7. Criminal Investigations
NASA continues to work closely with the NASA Inspector General and other law enforcement agencies to support their efforts in any criminal investigations that involve IT resources at all Centers. In order to deter misuse and notify all users that their use may be monitored, NASA has implemented a warning banner on all appropriate NASA computer systems. These banners state that by continuing to use a U.S. Government computer, you consent to your keystrokes and data content being monitored. These banners have aided the law enforcement communities in their investigations.
Conclusion
NASA is facing the challenge of adapting to the changing IT environment where vulnerabilities are serious and increasing. Information sharing is essential to achieve the mission of NASA. NASA not only has a strong presence in the National Information Infrastructure as a major component of the internet, but also must maintain separate and protected mission critical information technology systems. As a direct result of our very strong presence on the Internet, we have of necessity become a significant player in the incident handling arena which cuts across Federal civilian/military government, private industry, academia, and foreign partners. NASRIC has become recognized as a model within the Federal Government.

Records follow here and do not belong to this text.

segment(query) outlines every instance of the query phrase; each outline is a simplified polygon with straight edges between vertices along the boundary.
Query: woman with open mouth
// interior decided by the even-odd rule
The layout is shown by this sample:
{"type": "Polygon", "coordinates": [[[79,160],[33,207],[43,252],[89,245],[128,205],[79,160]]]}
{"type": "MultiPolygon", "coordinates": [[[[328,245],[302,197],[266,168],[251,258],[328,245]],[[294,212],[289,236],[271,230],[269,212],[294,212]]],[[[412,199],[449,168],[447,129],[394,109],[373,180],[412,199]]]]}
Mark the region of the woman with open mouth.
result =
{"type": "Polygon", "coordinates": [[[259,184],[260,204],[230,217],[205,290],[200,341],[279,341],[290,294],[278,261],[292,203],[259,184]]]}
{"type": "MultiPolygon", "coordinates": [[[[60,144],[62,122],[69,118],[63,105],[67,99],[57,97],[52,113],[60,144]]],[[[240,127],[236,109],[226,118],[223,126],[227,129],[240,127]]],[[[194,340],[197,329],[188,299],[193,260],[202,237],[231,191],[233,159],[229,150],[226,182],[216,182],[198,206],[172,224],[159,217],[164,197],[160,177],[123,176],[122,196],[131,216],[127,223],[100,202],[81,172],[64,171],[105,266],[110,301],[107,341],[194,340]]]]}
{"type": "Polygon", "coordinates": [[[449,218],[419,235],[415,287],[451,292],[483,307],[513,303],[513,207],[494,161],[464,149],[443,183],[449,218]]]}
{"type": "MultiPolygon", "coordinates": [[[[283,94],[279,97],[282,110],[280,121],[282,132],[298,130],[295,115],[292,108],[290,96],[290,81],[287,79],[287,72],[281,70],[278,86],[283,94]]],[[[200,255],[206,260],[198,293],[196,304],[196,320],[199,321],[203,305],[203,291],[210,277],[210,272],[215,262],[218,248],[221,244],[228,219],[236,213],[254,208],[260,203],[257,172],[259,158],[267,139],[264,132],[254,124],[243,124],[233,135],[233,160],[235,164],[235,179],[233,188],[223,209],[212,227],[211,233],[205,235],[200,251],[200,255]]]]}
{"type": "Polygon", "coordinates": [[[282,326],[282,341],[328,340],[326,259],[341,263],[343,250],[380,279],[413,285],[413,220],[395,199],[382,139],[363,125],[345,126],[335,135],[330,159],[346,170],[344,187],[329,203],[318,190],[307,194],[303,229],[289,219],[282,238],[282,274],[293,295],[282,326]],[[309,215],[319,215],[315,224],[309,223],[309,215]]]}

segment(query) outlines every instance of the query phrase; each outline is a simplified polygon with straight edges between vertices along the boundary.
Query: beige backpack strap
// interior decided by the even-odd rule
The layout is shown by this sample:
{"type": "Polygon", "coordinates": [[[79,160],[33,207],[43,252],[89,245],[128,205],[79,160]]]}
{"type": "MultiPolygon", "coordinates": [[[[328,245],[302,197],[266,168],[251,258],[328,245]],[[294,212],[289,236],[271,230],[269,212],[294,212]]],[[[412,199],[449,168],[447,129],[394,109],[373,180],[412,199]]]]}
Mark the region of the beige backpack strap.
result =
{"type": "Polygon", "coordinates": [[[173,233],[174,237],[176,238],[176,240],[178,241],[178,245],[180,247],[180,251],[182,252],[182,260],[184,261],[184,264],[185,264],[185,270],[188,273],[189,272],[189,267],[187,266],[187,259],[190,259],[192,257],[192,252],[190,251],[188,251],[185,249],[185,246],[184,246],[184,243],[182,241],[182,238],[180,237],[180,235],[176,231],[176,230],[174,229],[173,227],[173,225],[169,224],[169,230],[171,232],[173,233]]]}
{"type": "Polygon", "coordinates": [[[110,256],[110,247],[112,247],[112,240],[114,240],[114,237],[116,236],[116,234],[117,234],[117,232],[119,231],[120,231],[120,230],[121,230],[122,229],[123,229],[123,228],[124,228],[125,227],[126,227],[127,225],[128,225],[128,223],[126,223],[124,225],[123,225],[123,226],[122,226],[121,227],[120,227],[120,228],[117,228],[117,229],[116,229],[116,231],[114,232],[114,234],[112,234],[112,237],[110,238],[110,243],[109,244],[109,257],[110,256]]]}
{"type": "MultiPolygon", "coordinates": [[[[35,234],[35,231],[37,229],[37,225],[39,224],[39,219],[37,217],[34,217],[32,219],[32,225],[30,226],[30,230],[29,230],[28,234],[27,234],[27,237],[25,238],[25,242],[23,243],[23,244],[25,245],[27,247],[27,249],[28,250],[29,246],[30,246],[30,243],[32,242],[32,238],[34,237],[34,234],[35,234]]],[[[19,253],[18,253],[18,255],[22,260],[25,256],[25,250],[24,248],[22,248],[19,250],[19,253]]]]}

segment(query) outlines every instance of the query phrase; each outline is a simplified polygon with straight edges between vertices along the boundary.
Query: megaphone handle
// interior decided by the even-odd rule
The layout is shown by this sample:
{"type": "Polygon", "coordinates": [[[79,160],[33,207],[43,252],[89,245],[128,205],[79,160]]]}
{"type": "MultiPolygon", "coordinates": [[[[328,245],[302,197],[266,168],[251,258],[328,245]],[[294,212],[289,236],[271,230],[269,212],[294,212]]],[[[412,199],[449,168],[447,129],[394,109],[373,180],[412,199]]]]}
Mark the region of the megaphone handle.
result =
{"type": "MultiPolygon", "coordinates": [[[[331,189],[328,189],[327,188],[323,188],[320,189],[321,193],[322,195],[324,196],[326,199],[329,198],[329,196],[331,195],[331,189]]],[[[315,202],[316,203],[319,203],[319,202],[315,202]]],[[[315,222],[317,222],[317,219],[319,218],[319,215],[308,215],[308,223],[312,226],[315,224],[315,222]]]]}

To protect our mission critical information systems, NASA has become an early adopter of information security technology. Over the next several months, we plan to deploy a public key infrastructure in support of secure messaging, digital signatures, electronic procurement applications and secure web based applications. Our efforts in deploying virtual private networks and firewalls are essential to the successful and secure deployment of our Agencywide Integrated Financial Management Program.
In summary, we take seriously our responsibility as stewards of the public’s space and aeronautics information technology systems and we are committed to working with other agencies of the Executive Branch and with the Congress to ensure we maintain the proper balance between accessibility of research results and protection of our IT investment.